Il blog di Vendora.it

Mezzi ventennali e bollo ridotto. E' davvero un privilegio?

Mezzi ventennali e bollo ridottoSembra che con la nuova legge di stabilità il governo sia intenzionato a cancellare la norma che ad oggi permette il pagamento di una tassa di circolazione ridotta per alcune automobili e moto con più di 20 anni di età.
In sostanza, verrebbero abrogati i commi 2 e 3 della legge 342/2000, che estendevano le agevolazioni previste per i mezzi con più di 30 anni ad auto e moto ultraventennali ritenute di rilevanza storica da ASI e FMI.
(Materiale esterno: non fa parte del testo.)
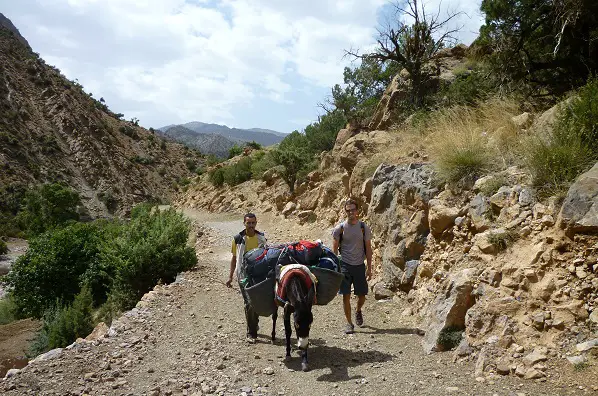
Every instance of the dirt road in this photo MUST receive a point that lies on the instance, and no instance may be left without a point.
(188, 339)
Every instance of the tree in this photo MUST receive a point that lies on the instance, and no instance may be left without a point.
(293, 157)
(413, 46)
(364, 86)
(546, 43)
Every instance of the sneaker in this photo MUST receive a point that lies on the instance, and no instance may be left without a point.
(359, 318)
(349, 329)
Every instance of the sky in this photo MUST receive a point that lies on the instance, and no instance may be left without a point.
(242, 63)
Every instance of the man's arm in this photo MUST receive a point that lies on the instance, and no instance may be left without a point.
(233, 266)
(368, 257)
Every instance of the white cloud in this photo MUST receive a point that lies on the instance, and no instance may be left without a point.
(168, 61)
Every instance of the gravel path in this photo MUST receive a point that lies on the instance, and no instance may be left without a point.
(187, 338)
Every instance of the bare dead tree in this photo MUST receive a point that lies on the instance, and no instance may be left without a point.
(413, 45)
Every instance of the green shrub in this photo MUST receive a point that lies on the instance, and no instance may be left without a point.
(450, 337)
(572, 146)
(234, 151)
(216, 177)
(54, 267)
(64, 324)
(48, 206)
(149, 249)
(7, 310)
(261, 162)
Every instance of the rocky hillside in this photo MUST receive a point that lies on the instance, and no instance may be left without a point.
(513, 271)
(51, 130)
(206, 143)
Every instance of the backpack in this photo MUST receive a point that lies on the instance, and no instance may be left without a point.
(340, 239)
(303, 252)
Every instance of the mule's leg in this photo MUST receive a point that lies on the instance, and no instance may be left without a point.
(274, 317)
(304, 365)
(288, 330)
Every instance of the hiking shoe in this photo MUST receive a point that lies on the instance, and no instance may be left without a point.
(359, 318)
(349, 329)
(251, 340)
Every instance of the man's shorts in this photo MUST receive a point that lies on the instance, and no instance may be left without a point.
(354, 275)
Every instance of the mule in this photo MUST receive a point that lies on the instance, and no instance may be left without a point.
(297, 299)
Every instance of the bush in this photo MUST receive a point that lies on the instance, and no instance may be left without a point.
(54, 268)
(234, 151)
(450, 337)
(7, 310)
(48, 206)
(64, 324)
(216, 177)
(261, 162)
(151, 248)
(571, 148)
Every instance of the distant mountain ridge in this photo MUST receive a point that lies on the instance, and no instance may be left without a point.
(206, 143)
(265, 137)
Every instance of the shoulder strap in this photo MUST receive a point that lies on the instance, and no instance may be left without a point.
(340, 238)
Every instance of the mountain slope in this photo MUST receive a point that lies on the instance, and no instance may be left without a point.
(206, 143)
(264, 137)
(51, 130)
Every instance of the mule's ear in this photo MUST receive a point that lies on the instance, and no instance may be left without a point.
(288, 308)
(311, 294)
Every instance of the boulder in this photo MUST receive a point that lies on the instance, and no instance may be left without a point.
(441, 217)
(479, 209)
(449, 308)
(579, 213)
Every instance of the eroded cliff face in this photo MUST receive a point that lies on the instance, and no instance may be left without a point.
(51, 130)
(515, 274)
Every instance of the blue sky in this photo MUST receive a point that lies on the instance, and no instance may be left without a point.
(243, 63)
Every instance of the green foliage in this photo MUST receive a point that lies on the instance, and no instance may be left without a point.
(7, 310)
(54, 268)
(212, 160)
(142, 160)
(238, 173)
(572, 146)
(468, 88)
(234, 151)
(547, 44)
(321, 135)
(151, 248)
(216, 177)
(64, 324)
(48, 206)
(450, 337)
(261, 162)
(254, 145)
(363, 88)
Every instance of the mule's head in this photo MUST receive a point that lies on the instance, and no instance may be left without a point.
(303, 318)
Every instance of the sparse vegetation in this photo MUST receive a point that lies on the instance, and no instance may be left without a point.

Nei mesi scorsi svariati media nazionali, dalle trasmissioni TV ai giornali, si sono occupati della vicenda, talvolta con una certa superficialità, denunciando presunti e diffusi abusi scaturiti da questa norma.
Cerchiamo dunque, per prima cosa, di fare un minimo di chiarezza.
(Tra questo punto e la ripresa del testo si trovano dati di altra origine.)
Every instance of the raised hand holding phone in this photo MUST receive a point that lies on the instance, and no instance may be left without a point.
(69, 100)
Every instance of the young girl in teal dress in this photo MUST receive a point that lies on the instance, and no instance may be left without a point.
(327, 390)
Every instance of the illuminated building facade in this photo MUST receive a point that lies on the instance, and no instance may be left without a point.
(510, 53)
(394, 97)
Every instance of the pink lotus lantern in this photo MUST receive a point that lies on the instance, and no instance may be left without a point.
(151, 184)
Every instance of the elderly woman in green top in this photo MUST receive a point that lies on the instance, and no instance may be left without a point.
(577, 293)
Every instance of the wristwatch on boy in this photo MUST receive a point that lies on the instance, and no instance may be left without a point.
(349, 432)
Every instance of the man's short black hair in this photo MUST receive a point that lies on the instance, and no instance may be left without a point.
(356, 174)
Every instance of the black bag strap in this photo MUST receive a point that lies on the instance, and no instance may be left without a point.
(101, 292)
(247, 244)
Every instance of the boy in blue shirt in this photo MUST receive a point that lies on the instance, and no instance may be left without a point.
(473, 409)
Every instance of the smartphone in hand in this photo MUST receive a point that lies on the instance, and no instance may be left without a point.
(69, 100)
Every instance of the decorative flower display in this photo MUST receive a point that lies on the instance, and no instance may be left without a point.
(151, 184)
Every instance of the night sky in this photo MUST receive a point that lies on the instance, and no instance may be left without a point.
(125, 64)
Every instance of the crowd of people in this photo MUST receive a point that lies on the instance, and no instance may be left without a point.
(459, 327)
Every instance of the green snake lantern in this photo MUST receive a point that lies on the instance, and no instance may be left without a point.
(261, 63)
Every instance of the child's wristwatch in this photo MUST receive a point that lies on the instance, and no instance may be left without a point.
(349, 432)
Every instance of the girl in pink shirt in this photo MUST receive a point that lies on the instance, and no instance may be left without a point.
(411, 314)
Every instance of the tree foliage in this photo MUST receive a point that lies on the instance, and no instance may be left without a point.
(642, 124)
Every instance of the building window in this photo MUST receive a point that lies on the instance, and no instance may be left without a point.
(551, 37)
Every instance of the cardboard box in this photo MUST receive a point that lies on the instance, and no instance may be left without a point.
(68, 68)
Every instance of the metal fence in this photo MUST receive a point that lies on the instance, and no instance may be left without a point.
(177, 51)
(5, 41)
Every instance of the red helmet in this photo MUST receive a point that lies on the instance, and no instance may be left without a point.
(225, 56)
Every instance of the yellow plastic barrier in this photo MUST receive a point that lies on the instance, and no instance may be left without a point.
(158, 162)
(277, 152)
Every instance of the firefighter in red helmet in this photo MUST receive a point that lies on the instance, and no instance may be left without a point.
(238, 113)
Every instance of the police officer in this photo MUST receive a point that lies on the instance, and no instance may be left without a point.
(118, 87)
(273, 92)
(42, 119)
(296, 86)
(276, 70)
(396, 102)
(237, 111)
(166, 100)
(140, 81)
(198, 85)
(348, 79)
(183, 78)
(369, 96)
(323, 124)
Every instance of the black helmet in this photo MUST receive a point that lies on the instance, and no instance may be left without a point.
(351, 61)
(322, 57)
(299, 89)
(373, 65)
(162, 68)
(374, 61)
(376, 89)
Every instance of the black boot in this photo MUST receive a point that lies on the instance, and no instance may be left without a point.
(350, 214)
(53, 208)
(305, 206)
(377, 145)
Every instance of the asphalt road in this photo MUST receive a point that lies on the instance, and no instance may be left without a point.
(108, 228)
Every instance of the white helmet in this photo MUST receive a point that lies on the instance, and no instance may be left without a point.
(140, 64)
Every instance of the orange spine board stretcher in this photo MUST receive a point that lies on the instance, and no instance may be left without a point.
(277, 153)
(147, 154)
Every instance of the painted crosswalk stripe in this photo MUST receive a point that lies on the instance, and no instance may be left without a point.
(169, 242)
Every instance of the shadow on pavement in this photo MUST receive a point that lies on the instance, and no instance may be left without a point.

Lo stato attuale delle cose

Pur con alcune differenze fra le varie regioni, la situazione odierna è sostanzialmente questa:

  • le auto e le moto con almeno 30 anni pagano una tassa di circolazione estremamente ridotta (intorno ai 25-30 euro), e solo nel caso vengano effettivamente utilizzate (in caso contrario, sono esentate);
  • le auto e le moto con almeno 20 anni pagano un tassa ridotta.
    Vi sono delle differenze nelle politiche regionali, sia nella richiesta o meno di iscrizione ad ASI/FMI o ad altri registri, sia nella spesa finale a carico del proprietario, che può consistere in poche decine di euro, per arrivare ad una cifra fra i 100 e i 200 euro se si comprendono tasse e quote associative.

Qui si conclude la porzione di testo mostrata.